In 1695, Pope Innocent XII granted a number of indulgences to those who visited the chapel. The pilgrims were so numerous that it was necessary to provide fresh drinking water from a fountain near the main portico. In 1679, Bishop Molina called Our Lady of Qrendi “Our Lady of Graces”, because of the torrent of graces granted. The main painting, by the famous artist Giuseppe D’Arena, shows the Virgin of the Assumption holding the infant Jesus, flanked by Saint Gaétan on the right and Souls in Purgatory on the left. The chapel boasts of several works of art, among which we find an imposing crucifix of Sister Maria de Domenicis and a painting of the Magdalen, the work of Mattia Preti or one of her pupils.

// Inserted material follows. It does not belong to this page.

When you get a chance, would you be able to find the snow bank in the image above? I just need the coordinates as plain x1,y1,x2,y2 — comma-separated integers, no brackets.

Chapel of Our Lady of Miracles, Lija

An old image of the chapel | Courtesy of Kappelli Maltin

In the village of Lija there is an ancient Marian shrine known as the Church of Our Lady of Miracles. The current church, built in 1664, is not the original one where devotion to the Blessed Virgin began. The current building is located about 100 meters from the old chapel. The original chapel had a Sicilian-style triptych from the end of the 13th century, which can still be admired in the current church. It was attributed to the Sicilian artist Corso di Buono. The painting represents the Virgin seated on a throne, holding the Child Jesus on her knees. The child is portrayed as the Savior of the world. The chapel was first dedicated to the Assumption of Our Lady. In 1664, the Grand Master Nicola Cotoner commissioned the famous artist Mattia Preti to paint the current titular altarpiece. The theme was to be a new take on the Sicilian original. To meet the request of the Grand Master, Preti added Archangel Raphael in memory of Nicola Cotoner’s recently deceased brother, Raffaele.

A miraculous event took place in 1743, increasing ardent devotion to the Virgin. While lighting a lamp in front of the Holy Image, the sexton noticed drops of water on the forehead, cheeks and chest of the Virgin. The sexton decided to inform the ecclesiastical authorities. After much deliberation and examination, it was established that the drops consisted of human sweat. The same day, Malta was struck by a devastating earthquake, probably that of February 21, 1743. But not even a single life was lost in the calamity. The Grand Master and the Bishop concluded that it was a miracle through the intercession of the Blessed Virgin. Subsequently, the sanctuary became known as the “Church of Our Lady of Miracles”.